Brûlé dehors, cru dedans. Chaque tandem s’est octroyé une chanson, les une après les autres, hop, chacun son tour. Les seules fois où les quatre se rencontrent vraiment, le résultat produit une catastrophe (« Under Arrest », à gerber) et un prodige (« Oasis », à tomber – par terre). Le reste du temps, les couples se sont faits des politesses, des vacheries ou des révérences. Exemple de révérence: le premier morceau, « Jump », semble la quintessence de l’art de Chic. Refrain vengeur, petits riffs de piano et guitare bass montant en zig-zag aux nues. C’est un titre Harry/Stein. Second titre: « The Jam Was Moving ». Du Blondie tout craché. Pop immaculée, refrain du tonnerre, arrangements scintillants… C’est un hommage signé Rodgers/Edwards.
L’auditeur, là dedans? Il se demande quand les politesses vont cesser et quand la bagarre va commencer. Elle n’aura pas lieu, cette guerre des quatre. Chacun est resté ancré sur ses positions, et personne n’a eu l’idée de génie de coincer les doigts de Chris Stein dans une porte pour lui interdire ces solos puérils de matamore bigleux. Côté vacherie, on retient « Inner City Spillover », humiliante démonstration de la nullité des Chic en matière de reggae. Mais on le savait, ça! Non seulement j’en ai ma claque de ces reggaes obligatoires et faux comme des jetons qui adornent le moindre album 1980 (à une époque, c’etait le country de rigueur, à une autre le blue… ils ont une de ces imaginations, dans le rock!), mais en plus Chic déteste le reggae. C’est un groupe de soul-rock fulgurant, et personne ne demande à Burning Spear d’y aller de son couplet disco! Je m’enerve, et j’ai l’air de dénigrer farouchement, mais comprenezmoi bien: il se passe sur ce disque des chose. On boit, on mange, on sort enfin du ronron quotidien. Et surtout les bougres nous font cadeau d’un certain nombre de gemmes rares et taillées de frais.
A commencer par « Chrome », « Backfired », « Surrender » et sans oublier le commotionnant « Oasis » dont nous reparlons à chaque fois que possible tant il nous semble la merveille du LP.
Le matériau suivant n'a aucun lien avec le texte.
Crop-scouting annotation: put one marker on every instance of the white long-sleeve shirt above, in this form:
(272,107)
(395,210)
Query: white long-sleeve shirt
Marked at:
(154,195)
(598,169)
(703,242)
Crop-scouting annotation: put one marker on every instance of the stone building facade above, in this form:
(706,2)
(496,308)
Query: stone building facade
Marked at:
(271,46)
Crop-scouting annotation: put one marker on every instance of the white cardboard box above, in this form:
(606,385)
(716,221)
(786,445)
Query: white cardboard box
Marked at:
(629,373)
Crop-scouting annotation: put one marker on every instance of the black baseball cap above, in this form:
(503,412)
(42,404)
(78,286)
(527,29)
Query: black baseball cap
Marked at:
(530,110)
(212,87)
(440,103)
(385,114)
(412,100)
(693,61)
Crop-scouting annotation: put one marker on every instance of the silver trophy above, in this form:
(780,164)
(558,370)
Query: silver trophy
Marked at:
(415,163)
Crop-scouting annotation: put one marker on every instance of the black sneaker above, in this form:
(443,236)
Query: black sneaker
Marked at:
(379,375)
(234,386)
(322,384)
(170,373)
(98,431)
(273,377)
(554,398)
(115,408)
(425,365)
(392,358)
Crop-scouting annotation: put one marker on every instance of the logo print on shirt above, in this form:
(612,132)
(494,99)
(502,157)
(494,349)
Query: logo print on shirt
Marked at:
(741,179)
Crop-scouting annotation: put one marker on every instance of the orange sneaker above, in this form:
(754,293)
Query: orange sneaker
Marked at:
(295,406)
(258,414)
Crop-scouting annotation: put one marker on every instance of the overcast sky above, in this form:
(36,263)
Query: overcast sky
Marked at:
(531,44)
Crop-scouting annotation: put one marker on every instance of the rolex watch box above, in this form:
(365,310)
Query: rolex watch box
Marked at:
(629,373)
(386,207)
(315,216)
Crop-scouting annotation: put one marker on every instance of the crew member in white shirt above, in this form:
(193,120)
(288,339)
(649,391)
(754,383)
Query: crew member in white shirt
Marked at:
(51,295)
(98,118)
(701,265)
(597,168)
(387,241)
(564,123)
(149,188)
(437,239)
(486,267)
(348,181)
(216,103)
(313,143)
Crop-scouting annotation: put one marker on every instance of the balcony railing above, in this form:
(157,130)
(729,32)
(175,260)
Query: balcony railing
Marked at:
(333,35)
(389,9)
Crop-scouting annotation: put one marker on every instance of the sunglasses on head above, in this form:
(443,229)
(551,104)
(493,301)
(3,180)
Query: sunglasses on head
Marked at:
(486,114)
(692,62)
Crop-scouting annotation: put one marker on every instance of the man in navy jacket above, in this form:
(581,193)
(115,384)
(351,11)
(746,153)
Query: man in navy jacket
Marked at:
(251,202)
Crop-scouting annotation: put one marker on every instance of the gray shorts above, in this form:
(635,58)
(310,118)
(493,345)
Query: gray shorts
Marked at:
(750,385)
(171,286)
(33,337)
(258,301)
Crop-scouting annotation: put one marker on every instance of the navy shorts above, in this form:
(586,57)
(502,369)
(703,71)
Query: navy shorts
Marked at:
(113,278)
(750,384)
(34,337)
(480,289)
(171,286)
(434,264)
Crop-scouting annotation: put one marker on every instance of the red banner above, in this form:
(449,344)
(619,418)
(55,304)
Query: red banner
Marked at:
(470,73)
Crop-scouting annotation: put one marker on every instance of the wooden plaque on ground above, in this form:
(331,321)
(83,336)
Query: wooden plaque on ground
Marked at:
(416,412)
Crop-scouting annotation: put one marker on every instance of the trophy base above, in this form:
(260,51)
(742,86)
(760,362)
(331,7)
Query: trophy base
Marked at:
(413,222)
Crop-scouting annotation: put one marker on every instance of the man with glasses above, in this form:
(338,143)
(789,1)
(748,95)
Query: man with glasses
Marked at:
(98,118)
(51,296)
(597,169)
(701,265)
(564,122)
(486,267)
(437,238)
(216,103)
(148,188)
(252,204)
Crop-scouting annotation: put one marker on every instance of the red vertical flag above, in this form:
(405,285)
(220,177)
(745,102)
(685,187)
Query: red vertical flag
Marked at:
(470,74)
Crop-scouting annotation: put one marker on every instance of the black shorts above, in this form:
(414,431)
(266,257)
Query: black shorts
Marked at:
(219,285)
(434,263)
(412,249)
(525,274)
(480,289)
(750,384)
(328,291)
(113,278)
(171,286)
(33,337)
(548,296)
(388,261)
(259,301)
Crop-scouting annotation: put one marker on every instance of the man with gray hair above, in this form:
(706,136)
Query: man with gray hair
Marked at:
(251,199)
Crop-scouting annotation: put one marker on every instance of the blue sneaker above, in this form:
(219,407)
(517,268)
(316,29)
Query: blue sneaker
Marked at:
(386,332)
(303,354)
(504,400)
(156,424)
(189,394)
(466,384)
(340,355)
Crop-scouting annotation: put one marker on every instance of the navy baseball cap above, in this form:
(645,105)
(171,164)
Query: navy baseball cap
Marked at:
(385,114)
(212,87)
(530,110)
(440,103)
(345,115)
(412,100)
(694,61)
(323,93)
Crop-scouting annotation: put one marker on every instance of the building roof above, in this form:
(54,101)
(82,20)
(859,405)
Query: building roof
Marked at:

Sur ces titres-là, apparemment, les génies de Chic ont réussi à distraire l’attention de Œil-de-Lynx-Stein, évidemment terrorisé chaque fois qu’on risquait d’égratigner le mythe ou l’image de sa sacro-sainte poulette aux œufs d’or. Sur « Surrender », la basse de Bernard Edwards, enfin libérée, explose en sautillant et crépite en vous caressant l’échine de notes rondes et fermes, boulettes de bonheur suave.
Et la guitare de Nile Rodgers courbe, incurvée, plongeant en arcs spacieux et lumineux, pirouettant sous nos tympans ébahis…
Autre marché couvert (si l’on ose…), les gay-people… « Backfired » prend soin d’eux en les ramassant là où « Cruising » (le film) les avait abandonnés. Arrangements stupéfiants d’aisance (les Chic sont hip sur ce coup) et numéro un au Palace garanti.
Comme on s’en doute, les interprétations sont ouvertes. Difficile de passer à côté d’un album pareil sans ralentir. Difficile d’ignorer la pochette terrifiante de Giger (le créateur du monstre d’ « Alien ») qui a transformé la Deb en barbecue-chiche kebab. Avec classe. Tout cet album respire la classe et le Chic. Sauf Chris Stein, mais j’ai peur de me répéter. – PHILIPPE MANŒUVRE.